New book sheds light on high U.S. incarceration rate

The U.S. incarcerates a greater proportion of its population than any other country in the world, with dire social and economic consequences for the incarcerated, their children and those who work in the criminal justice system. In his new book, “Incarceration Nation: How the United States Became the Most Punitive Democracy in the World” (Cambridge University Press), Peter Enns sheds new light on why.

Most studies of the incarceration rate increase have focused on the top-down story of politicians like Barry Goldwater, Richard Nixon and Ronald Reagan pushing punitive policies. Enns’ research finds a different answer.

“I developed a measure of punitiveness over time and discovered that politicians were reacting to public opinion instead of the other way around,” said Enns, associate professor of government. Public opinion, not politicians, was driving changes in the criminal justice system.

In his research, Enns looked at the rhetoric of presidential candidates and compared it to their policies post-election, using archived material such as Nixon’s internal memos. It was surprising, Enns says, to see what these leaders’ attitudes were toward public opinion polls.

Lyndon Johnson, for example, was not particularly punitive during his election campaign, but after he was elected he began to mimic Barry Goldwater’s tough-on-crime attitude, following the increasing punitiveness of the public as the crime rate increased. “If Johnson had stuck to his original policies, the incarceration rate wouldn’t have increased as it did,” notes Enns.

As the crime rate increased between 1960 and 1990, the media offered heavy coverage of criminal activity. “But it’s well known that crime is not accurately reported,” says Enns. “There’s an overemphasis on violent crimes and crimes committed by minorities, which gives people a skewed view.”

However, Enns’s research offers the first evidence that despite this skew, changes in media coverage of crime closely match changes in the actual crime rate. Enns credits the media’s influence for the peak of public punitiveness in the 1990s, resulting in laws like three-strikes-you’re-out and mandatory sentencing.

High incarceration rates have continued despite a declining crime rate since the 1990s. Nevertheless, Enns shows the crime rate does influence the incarceration rate. Previous research, he says, has failed to uncover the causes of mass incarceration by not analyzing changes in the incarceration rate.

Another point Enns makes is the benefit of incarceration in crime reduction decreases as incarceration increases. The reason is simple: the worst criminals are locked up first. As a result, spending more money to lock more people up turns out not to be as effective at reducing crime as spending that same amount of money on more police.

In the last few years, though, the public’s punitiveness has been on the decline. Politicians on both sides of the partisan divide have begun to take note, with increasing political rhetoric and proposed policies focused on alternatives to incarceration.

Enns’s research, and his personal experience as faculty director of Cornell’s Prison Education Program, show this change in public attitude is a positive one. This summer he will teach a course at Auburn (New York) Correctional Facilty called Politics of Unequal Education.

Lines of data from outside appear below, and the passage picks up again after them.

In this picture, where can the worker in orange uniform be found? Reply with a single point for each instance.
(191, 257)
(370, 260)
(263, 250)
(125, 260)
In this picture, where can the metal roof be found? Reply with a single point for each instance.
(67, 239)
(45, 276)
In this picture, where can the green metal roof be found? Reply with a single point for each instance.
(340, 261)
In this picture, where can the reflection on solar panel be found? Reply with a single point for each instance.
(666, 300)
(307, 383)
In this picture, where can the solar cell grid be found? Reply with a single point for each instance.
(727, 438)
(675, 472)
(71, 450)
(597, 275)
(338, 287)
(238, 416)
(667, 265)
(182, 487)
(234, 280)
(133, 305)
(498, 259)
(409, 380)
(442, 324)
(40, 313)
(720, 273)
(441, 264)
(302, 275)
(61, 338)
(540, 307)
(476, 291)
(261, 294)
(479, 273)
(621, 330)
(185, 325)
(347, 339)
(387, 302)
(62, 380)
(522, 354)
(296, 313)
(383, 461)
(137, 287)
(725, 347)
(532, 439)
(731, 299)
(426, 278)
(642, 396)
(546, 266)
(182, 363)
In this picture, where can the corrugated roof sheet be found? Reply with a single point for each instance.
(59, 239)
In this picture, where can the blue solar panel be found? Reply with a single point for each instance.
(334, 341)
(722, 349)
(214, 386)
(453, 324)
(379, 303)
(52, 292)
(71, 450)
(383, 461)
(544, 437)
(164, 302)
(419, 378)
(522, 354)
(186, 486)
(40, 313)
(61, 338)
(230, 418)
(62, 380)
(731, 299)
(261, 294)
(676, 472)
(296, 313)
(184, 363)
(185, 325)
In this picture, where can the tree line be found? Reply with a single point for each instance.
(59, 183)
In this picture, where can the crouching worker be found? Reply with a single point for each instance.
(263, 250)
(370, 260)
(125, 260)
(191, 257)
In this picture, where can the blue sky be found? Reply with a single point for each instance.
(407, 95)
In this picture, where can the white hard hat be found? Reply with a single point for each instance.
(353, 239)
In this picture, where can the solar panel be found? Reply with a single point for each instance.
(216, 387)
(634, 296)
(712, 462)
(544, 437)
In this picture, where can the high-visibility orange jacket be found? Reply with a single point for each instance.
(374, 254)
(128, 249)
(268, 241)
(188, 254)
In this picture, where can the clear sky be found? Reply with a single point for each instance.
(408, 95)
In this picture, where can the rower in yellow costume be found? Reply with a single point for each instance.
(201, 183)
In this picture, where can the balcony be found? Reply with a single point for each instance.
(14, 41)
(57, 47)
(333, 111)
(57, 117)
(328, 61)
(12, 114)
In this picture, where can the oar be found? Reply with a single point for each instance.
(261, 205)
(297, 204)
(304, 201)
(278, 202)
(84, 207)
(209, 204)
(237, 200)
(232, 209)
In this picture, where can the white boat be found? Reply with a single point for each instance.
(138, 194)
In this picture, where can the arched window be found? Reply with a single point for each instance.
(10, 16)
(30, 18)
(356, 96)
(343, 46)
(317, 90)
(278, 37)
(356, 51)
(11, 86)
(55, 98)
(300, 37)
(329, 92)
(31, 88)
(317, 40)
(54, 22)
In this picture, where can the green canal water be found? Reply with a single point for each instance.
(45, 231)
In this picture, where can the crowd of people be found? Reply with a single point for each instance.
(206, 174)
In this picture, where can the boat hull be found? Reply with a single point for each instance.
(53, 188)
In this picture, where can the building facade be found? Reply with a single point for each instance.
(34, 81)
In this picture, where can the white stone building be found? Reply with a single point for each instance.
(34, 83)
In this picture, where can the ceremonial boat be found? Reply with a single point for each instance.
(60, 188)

“Education opportunities in prison are important for those who are incarcerated, and it reduces recidivism,” says Enns. But one result of the punitive policies of the last 50 years was that prison education no longer qualified for PELL grants, ending most prison education programs. That is starting to change, Enns says.

In addition to his role as executive director of the Roper Center for Public Opinion Research at Cornell, Enns is team leader for the Institute for Social Sciences’ “The Causes, Consequences, and Future of Mass Incarceration in the United States” collaborative project.